A expensas do Estado, são publicados milhões de exemplares de livros e brochuras que não fazem falta a ninguém, fabricados à custa de goma, lisonjas e outros ingredientes pastosos. Os marxistas que poderiam dizer qualquer coisa de útil e de pessoal estão aferrolhados, ou forçados a calar-se. Isto, apesar de a revolução das formas sociais pôr a todo o momento problemas grandiosos!

A honestidade, sem a qual não há trabalho teórico, é pisada. As notas explicativas, acrescentadas aos escritos de Lenine, são retocadas de alto a baixo em cada reedição com o fim de servir os interesses pessoais do estado-maior governamental, e engrandecer os chefes, denegrindo os seus adversários e apagando certos vestígios. Os manuais de história do partido e da revolução sofrem o mesmo tratamento. Os factos são deformados, esconde-se, ou, pelo contrário, forja-se documentos, as reputações forjam-se ou destroem-se. A simples comparação das edições sucessivas de um mesmo livro em doze anos, permite seguir a degenerescência do pensamento e da consciência dos dirigentes.

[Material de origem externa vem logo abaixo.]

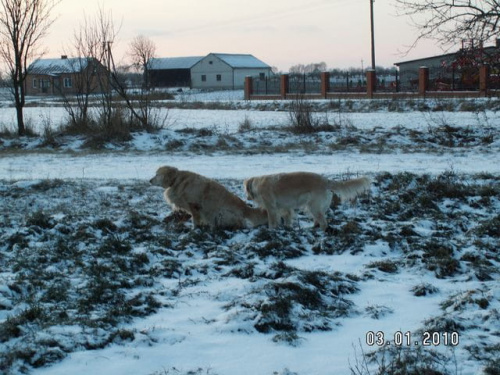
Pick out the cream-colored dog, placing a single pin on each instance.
(280, 194)
(208, 202)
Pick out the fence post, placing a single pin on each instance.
(484, 79)
(423, 80)
(285, 84)
(325, 84)
(371, 82)
(248, 87)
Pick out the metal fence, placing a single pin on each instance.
(311, 83)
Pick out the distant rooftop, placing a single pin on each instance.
(58, 66)
(241, 60)
(233, 60)
(174, 62)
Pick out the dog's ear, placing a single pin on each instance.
(167, 175)
(248, 188)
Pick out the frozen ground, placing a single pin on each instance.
(97, 277)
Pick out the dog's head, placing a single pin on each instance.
(248, 184)
(164, 177)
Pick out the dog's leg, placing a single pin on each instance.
(195, 213)
(287, 217)
(273, 218)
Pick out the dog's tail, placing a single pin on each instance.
(255, 217)
(350, 189)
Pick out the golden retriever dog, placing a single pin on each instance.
(208, 202)
(280, 194)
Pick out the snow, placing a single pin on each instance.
(198, 332)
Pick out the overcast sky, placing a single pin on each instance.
(282, 33)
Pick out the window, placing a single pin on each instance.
(68, 82)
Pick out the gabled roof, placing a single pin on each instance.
(444, 56)
(241, 60)
(58, 66)
(173, 62)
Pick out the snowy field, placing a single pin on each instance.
(98, 277)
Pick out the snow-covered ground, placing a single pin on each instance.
(208, 317)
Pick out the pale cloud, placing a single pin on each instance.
(334, 31)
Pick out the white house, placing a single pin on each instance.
(226, 71)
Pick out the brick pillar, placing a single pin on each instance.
(371, 82)
(484, 79)
(284, 85)
(248, 88)
(423, 80)
(325, 84)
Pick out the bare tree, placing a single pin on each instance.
(451, 21)
(90, 44)
(141, 51)
(23, 23)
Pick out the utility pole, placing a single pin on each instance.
(373, 33)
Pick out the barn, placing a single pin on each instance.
(456, 71)
(61, 76)
(171, 71)
(227, 71)
(214, 71)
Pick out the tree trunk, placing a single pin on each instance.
(19, 101)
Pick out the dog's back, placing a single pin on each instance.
(208, 202)
(281, 193)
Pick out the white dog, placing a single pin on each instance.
(208, 202)
(280, 194)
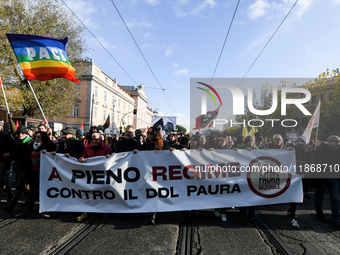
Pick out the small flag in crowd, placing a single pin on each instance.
(107, 122)
(313, 123)
(45, 121)
(42, 58)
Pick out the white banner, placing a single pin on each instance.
(168, 181)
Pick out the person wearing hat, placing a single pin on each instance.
(22, 162)
(303, 157)
(80, 135)
(330, 156)
(70, 145)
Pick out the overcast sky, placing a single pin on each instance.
(182, 39)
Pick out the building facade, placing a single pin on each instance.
(101, 96)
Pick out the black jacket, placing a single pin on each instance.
(124, 145)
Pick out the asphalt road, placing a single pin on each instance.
(132, 234)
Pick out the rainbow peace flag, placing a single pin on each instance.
(42, 58)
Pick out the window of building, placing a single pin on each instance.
(75, 110)
(95, 112)
(112, 100)
(95, 91)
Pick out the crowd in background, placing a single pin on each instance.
(20, 149)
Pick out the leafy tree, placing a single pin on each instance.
(44, 18)
(326, 88)
(181, 129)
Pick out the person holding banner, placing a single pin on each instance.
(154, 142)
(303, 157)
(95, 149)
(70, 145)
(330, 156)
(277, 142)
(43, 144)
(7, 147)
(128, 142)
(249, 144)
(23, 164)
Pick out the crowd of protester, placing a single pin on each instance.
(20, 149)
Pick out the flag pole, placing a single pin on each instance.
(316, 137)
(36, 99)
(3, 91)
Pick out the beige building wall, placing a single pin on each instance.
(100, 96)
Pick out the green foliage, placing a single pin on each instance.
(327, 88)
(44, 18)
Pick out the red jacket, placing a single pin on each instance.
(101, 150)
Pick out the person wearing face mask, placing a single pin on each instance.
(128, 142)
(328, 155)
(42, 143)
(154, 142)
(277, 142)
(303, 157)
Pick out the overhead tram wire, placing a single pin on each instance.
(143, 55)
(100, 43)
(225, 40)
(268, 42)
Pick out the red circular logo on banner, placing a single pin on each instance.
(267, 177)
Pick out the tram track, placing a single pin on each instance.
(185, 235)
(280, 247)
(65, 246)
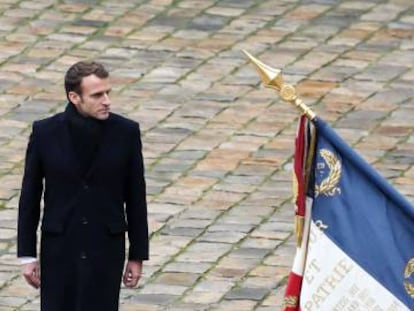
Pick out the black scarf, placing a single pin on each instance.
(85, 134)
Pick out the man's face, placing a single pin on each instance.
(94, 101)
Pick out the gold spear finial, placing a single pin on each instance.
(272, 78)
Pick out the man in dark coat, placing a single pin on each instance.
(87, 163)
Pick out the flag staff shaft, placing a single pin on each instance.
(272, 78)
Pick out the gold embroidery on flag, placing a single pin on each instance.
(409, 269)
(329, 186)
(290, 301)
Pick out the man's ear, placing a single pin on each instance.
(74, 98)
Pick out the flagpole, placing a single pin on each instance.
(272, 78)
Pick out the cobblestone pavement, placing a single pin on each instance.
(218, 146)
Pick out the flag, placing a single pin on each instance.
(359, 251)
(301, 164)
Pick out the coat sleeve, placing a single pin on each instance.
(136, 203)
(29, 203)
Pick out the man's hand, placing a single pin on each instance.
(132, 274)
(31, 273)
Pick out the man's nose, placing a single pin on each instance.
(107, 100)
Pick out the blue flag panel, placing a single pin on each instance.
(363, 214)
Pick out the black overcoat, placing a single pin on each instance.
(85, 214)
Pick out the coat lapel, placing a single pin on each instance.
(101, 146)
(66, 146)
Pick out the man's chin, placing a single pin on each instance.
(103, 116)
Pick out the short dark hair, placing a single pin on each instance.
(79, 70)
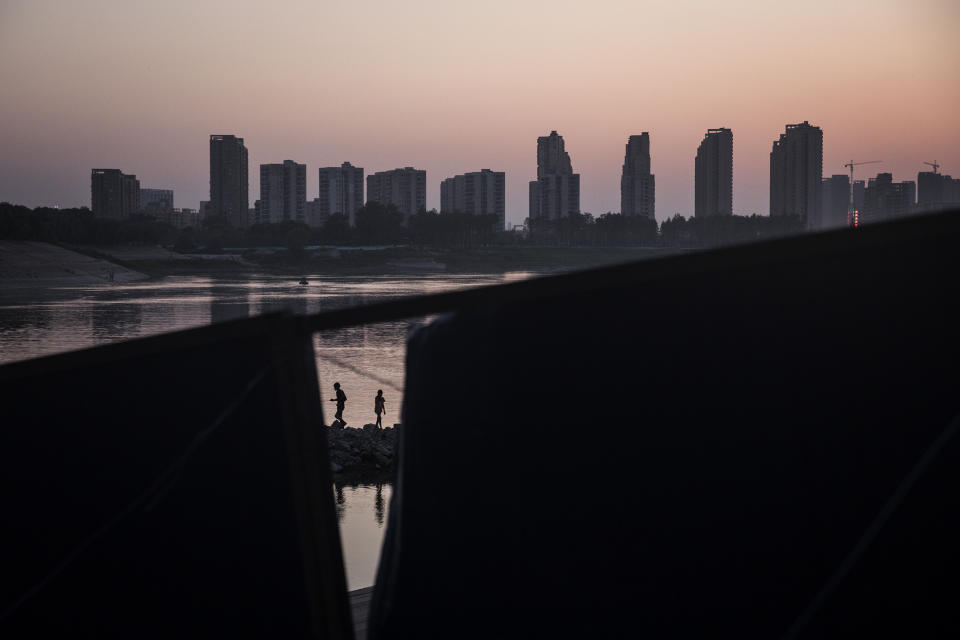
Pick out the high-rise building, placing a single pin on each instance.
(405, 188)
(835, 194)
(859, 191)
(796, 173)
(936, 191)
(477, 193)
(156, 198)
(884, 198)
(556, 191)
(637, 185)
(229, 185)
(341, 191)
(283, 192)
(114, 194)
(713, 174)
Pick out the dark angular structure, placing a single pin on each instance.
(775, 455)
(171, 486)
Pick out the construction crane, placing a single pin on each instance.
(853, 218)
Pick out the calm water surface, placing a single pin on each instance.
(363, 359)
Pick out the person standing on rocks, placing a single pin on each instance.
(341, 401)
(378, 407)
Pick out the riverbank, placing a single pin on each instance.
(367, 453)
(389, 260)
(25, 264)
(30, 265)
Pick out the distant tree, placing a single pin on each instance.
(336, 230)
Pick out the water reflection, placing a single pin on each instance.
(361, 510)
(228, 302)
(114, 321)
(363, 359)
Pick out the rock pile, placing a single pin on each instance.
(361, 451)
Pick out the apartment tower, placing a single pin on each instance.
(713, 175)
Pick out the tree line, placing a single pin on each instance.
(377, 224)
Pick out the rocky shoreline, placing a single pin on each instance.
(367, 452)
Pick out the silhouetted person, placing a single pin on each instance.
(378, 407)
(341, 401)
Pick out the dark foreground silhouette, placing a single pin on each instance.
(790, 468)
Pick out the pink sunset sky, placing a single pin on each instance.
(451, 86)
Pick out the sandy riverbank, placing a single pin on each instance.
(26, 264)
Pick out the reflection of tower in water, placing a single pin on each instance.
(114, 321)
(378, 504)
(228, 303)
(341, 506)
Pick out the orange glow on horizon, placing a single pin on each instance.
(454, 87)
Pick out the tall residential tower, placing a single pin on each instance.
(477, 193)
(341, 191)
(229, 186)
(713, 175)
(637, 185)
(283, 192)
(556, 191)
(404, 188)
(114, 194)
(796, 172)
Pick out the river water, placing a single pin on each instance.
(363, 359)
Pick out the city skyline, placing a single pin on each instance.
(476, 105)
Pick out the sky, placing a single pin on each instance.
(451, 87)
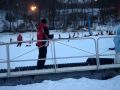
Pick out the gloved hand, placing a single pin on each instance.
(51, 36)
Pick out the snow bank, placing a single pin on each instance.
(70, 84)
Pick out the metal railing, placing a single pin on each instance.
(53, 51)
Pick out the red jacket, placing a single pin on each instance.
(19, 38)
(41, 34)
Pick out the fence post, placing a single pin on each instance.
(54, 54)
(8, 60)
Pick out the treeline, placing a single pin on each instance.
(61, 14)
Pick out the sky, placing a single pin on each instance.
(64, 84)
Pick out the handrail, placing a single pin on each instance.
(53, 50)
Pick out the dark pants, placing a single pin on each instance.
(19, 44)
(42, 55)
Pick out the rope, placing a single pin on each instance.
(75, 48)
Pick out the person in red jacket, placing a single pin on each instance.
(19, 40)
(42, 34)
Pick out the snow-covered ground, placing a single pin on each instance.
(70, 84)
(64, 48)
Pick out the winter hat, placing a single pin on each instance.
(43, 20)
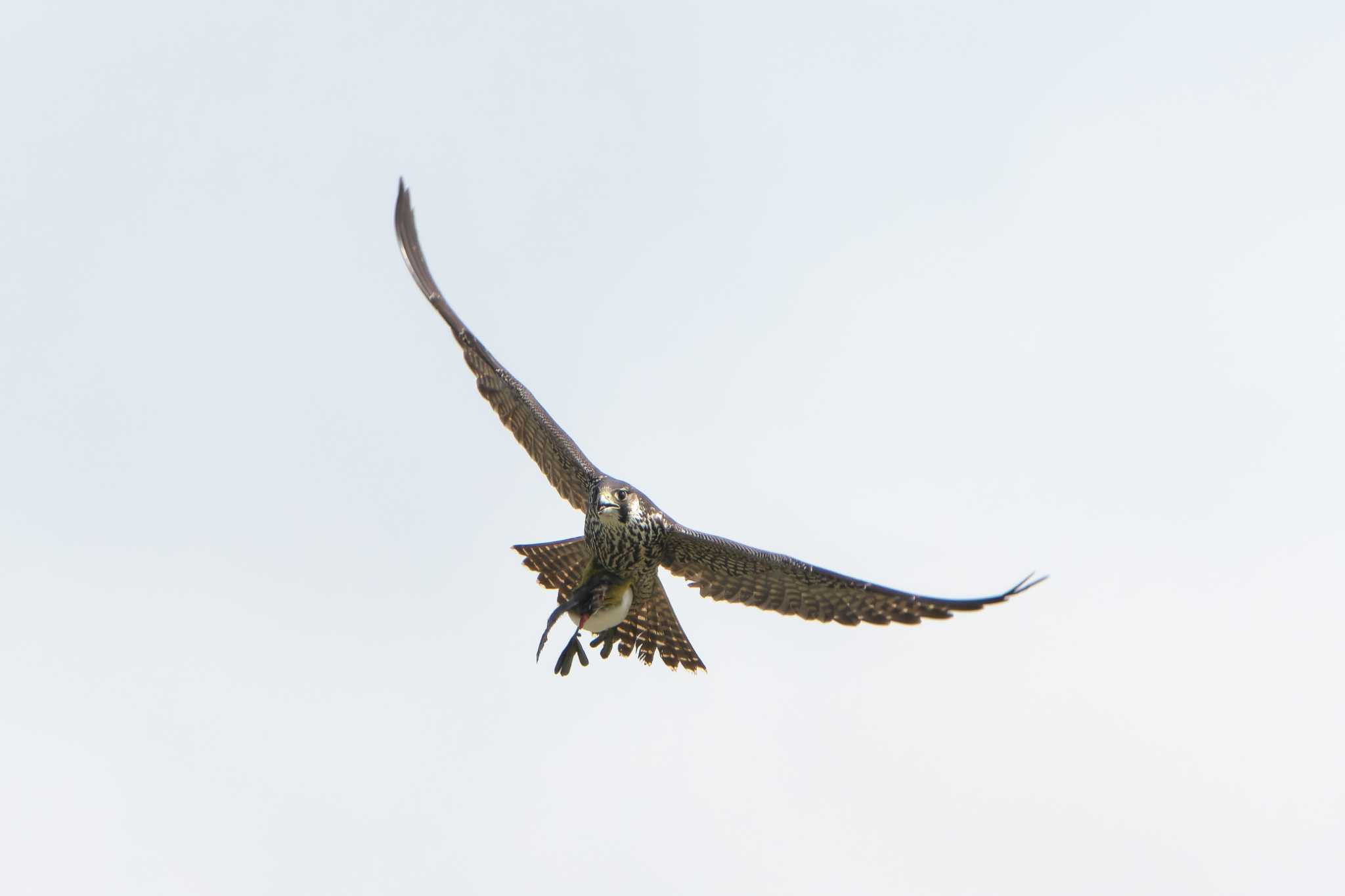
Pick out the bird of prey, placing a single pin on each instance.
(607, 580)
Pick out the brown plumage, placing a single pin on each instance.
(627, 538)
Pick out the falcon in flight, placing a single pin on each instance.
(608, 580)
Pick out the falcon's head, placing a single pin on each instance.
(617, 503)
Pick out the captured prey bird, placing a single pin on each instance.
(607, 580)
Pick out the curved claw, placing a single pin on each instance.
(607, 639)
(567, 660)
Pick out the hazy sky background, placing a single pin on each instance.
(930, 293)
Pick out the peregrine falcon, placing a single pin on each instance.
(607, 580)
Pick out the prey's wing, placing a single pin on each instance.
(730, 571)
(563, 463)
(649, 628)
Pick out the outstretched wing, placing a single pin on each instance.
(560, 566)
(651, 626)
(563, 463)
(730, 571)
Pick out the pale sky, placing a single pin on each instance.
(934, 295)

O regime totalitário não é menos funesto à literatura. A luta das tendências e das escolas deu lugar à interpretação da vontade dos chefes. Todos os grupos pertencem obrigatoriamente a uma organização única, espécie de campo de concentração das letras. Escritores medíocres, mas bem pensantes como [Fyodor] Gladkov e [Alexandr] Serafimovich são proclamados clássicos. Os escritores dotados que não sabem adulterar-se [o] quanto é desejável, são acossados por matilhas de conselheiros sem escrúpulos, armados de citações. Grandes artistas suicidam-se; outros procuram assuntos para os seus trabalhos num passado longínquo, ou calam-se. Os livros honestos e que trazem a marca do talento só aparecem por acaso, como que escapados ao cerco; são uma espécie de contrabando.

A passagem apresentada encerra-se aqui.